Por Enrique Aparicio
Periodista cultural y escritor
-Actualizado a
El premio de la Unión de Actores que Karla Sofía Gascón recogió hace unos días en Madrid marca una aparente conclusión en el ciclo de cancelación más rápido e intenso que se recuerda. Está por ver hasta qué punto se verá afectada una carrera profesional que se auguraba meteórica antes de la difusión de sus tuits racistas, pero el ojo del huracán público parece haber pasado de largo, lo cual nos permite hacer una mejor evaluación de los daños.
Cuando leímos las rancias opiniones de Gascón –que parecía dispuesta a apropiarse de todos los argumentos de la ola reaccionaria con un empeño casi paródico–, no pudimos evitar torcer el gesto ante lo que aquello podía desatar y efectivamente desató. Una mujer trans alineada con algunas de las ideas más beligerantes de la ultraderecha (à la Caitlyn Jenner) es dinamita pura para las pretendidas guerras culturales que los más conservadores azuzan cada día. “¿Veis? Incluso alguien tan de los vuestros se ha venido a nuestro bando”.

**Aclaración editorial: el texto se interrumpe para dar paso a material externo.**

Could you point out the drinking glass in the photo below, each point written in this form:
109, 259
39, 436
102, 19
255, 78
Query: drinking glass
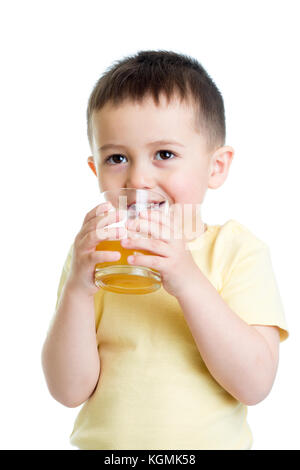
119, 276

Si no ha funcionado esa apropiación es porque la personalidad de la de Alcobendas la ha hecho inaprensible incluso para quienes se podrían haber beneficiado de sus incoherencias. Gascón ya caía mal antes de su cancelación. No solo encarna el que para muchos es el imperdonable pecado de lo trans; es, además, una mujer incómoda, contestona, chulita. No está dispuesta a hacer pedagogía de su realidad ni a convertir su experiencia vital en una narrativa para el consumo de unos medios deseosos de capitalizar el sufrimiento ajeno. Si esperábamos oír de su boca un agradecimiento por permitirle ocupar un espacio –cualquier espacio– público, lo que nos hemos encontrado es más bien una retahíla de tacos y provocaciones. Joder, macho.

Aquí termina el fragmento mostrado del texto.